Deliverables from this step:
- PortfolioCalc sheet with dynamic portfolio metrics.
- Solver_MVP and Solver_TP setups documented with final weights and performance stats.
This step translates the optimizer into a full picture of risk–return trade-offs. You’ll generate a curve of feasible portfolios by targeting return levels and solving for minimum variance at each target.
Efficient Frontier:
- Create a column of target monthly returns spanning MVP to max observed E[R]
- For each target, use Solver to minimize variance subject to:
- SUM(weights)=1
- weights≥0
- SUMPRODUCT(weights,E[R])=Target
- Record portfolio stdev and annualize for plotting
Charts to include:
- Efficient Frontier (annualized)
- Asset scatter (annualized return vs. stdev)
- Pie charts for MVP and TP
- FF Betas by Stock
How to read the visuals:
- The asset scatter shows each stock’s standalone position; the frontier traces the best achievable trade-off via diversification.
- MVP lies at the far-left of the frontier (lowest variance).

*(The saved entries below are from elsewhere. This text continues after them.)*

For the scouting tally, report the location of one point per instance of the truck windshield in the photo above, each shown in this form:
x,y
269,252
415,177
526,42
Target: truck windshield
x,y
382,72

Tangency (max Sharpe) is the point where a straight line from RF is just tangent to the frontier.
- Pie charts reveal portfolio intuition—defensive names dominate MVP; higher-return exposures tilt TP.
Quality checks:
- Ensure every frontier point uses identical constraints and correct references.
- Verify monotonicity: annualized stdev should generally rise with higher target returns.
Deliverables from this step:
- Frontier sheet with a clean table of target returns, monthly σ, annualized stats, and solved weights.
- Charts sheet containing the finalized frontier, asset scatter, and MVP/TP pies ready for inclusion in the report.